Ах, Милагрос, возможно ли, что я стал твоей рекой Мононгаэлой? Впрочем, это не важно, таких учителей, как ты, надо поискать…



В школе надо проводить меньше времени, а не больше

 

«Мы творили будущее», – сказал он, и ни один из нас
не задумался о том, какое именно будущее мы творили.
И вот оно настало!
Герберт Уэллс. «Когда спящий проснется»



1

Удивительно, как много разумных, в общем, людей считают, что вызванные упадком института семьи общественные проблемы (в том числе проблемы детей и молодежи) можно решить, усиливая роль государственной системы образования. Эффективным шагом на пути реализации этих проблем им кажется увеличение времени пребывания детей в школе за счет удлинения учебного дня, учебной недели или учебного года. По моему мнению, их позиция во многом связана с тем, что они не понимают разницы между Общиной, Семьей в широком смысле, потребность принадлежать которой испытывает каждый человек, и Общественной структурой, принадлежать которой им предлагает государство.

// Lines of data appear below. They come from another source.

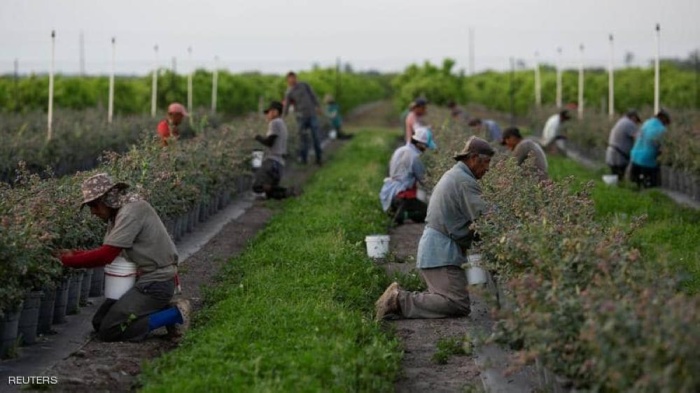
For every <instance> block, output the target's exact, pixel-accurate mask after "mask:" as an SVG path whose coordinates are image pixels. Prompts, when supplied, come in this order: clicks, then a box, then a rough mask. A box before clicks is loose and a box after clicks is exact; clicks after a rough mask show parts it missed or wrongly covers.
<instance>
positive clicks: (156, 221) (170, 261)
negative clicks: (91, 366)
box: [60, 173, 190, 341]
mask: <svg viewBox="0 0 700 393" xmlns="http://www.w3.org/2000/svg"><path fill="white" fill-rule="evenodd" d="M128 187H129V185H127V184H126V183H120V182H114V181H113V180H112V178H111V177H109V175H108V174H106V173H98V174H96V175H94V176H92V177H90V178H88V179H86V180H85V181H84V182H83V184H82V186H81V191H82V194H83V200H82V204H81V206H88V207H89V208H90V212H91V213H92V214H93V215H94V216H96V217H97V218H99V219H101V220H102V221H104V222H105V223H107V234H106V235H105V237H104V241H103V244H102V246H101V247H99V248H96V249H94V250H89V251H80V250H73V251H65V250H64V251H63V252H62V253H61V256H60V258H61V263H62V264H63V266H66V267H70V268H93V267H99V266H105V265H107V264H110V263H112V262H113V261H114V260H115V259H116V258H117V257H118V256H123V257H124V258H127V259H128V260H129V261H130V262H132V263H134V264H135V265H136V268H137V273H136V283H135V284H134V286H133V287H132V288H131V289H129V290H128V291H127V292H126V293H124V294H123V295H122V296H121V297H120V298H119V299H117V300H115V299H105V301H104V303H102V305H101V306H100V308H99V309H98V310H97V312H96V313H95V316H94V317H93V319H92V326H93V327H94V329H95V332H97V337H99V339H100V340H102V341H140V340H143V339H144V338H146V337H147V336H148V334H149V333H150V332H152V331H154V330H156V329H158V328H161V327H165V328H167V330H168V334H169V335H170V337H171V338H179V337H181V336H182V334H183V333H184V329H186V328H187V326H188V321H189V315H190V303H189V301H188V300H185V299H178V300H176V301H174V302H173V301H171V300H172V298H173V295H174V294H175V290H176V287H177V281H178V280H177V273H178V254H177V248H175V244H174V243H173V241H172V239H171V238H170V235H169V234H168V232H167V231H166V230H165V226H164V225H163V222H162V221H161V219H160V217H158V214H157V213H156V211H155V210H154V209H153V207H152V206H151V205H150V204H149V203H148V202H146V201H145V200H144V199H143V198H142V197H141V196H140V195H138V194H136V193H133V192H127V188H128Z"/></svg>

Из-за этой путаницы они приходят к выводу, что если плохую общественную структуру заменить хорошей, проблема будет решена. Так как я категорически не согласен с самим исходным утверждением о том, что какая-либо организация может быть действенной заменой семьи, и так как всем очевидно, что увеличение времени, проводимого ребенком в школе, повлечет за собой значительные финансовые затраты, позвольте объяснить вам, почему я как учитель считаю, что дети должны посвящать школе не больше времени, а меньше.

Люди, одобрительно относящиеся к нашему институту школьного образования, являются, как правило, поклонниками различных общественных структур и, высоко оценивая положительные аспекты таких структур, совершенно не замечают их отрицательных сторон. Я же считаю, что общественные институты, даже хорошие, высасывают соки из семей. Они обеспечивают лишь формальное решение человеческих проблем, в то время как на самом деле человек может научиться решать свои проблемы лишь в результате медленного, органичного процесса самосознания, самопознания и сотрудничества с другими.

Вспомните, например, проблему лишнего веса! Можно прибегнуть к хирургическим приемам, дающим быстрый эффект, но, как мне говорили, девяносто пять процентов несчастных, использующих подобные методы, занимаются самообманом. Потерянный таким образом вес быстро восстанавливается. Другие внешние решения столь же недолговечны. Это же касается и других областей жизни: группа студентов, изучающих право, может объединиться с целью успешной сдачи экзамена, но готовить документы в частной юридической практике им придется потом в одиночку.

Очень много лет назад Аристотель в отличие от Платона понял, что стать полноценным человеком можно, только самому проживая свою жизнь. Положительные эффекты от консультирования с экспертами и выполнения их рекомендаций часто более чем перечеркиваются полной потерей собственной воли. Именно поэтому люди спорят со своими врачами, адвокатами и священниками, объясняя специалистам, чего именно они хотят, вместо того чтобы безропотно принимать то, что им дают, часто сами готовят себе еду, вместо того чтобы питаться в ресторане или размораживать готовые блюда, а также совершают множество других действий, свидетельствующих об их активном участии в собственной жизни. Настоящее общество состоит из настоящих семей, которые сами организуют свою собственную жизнь.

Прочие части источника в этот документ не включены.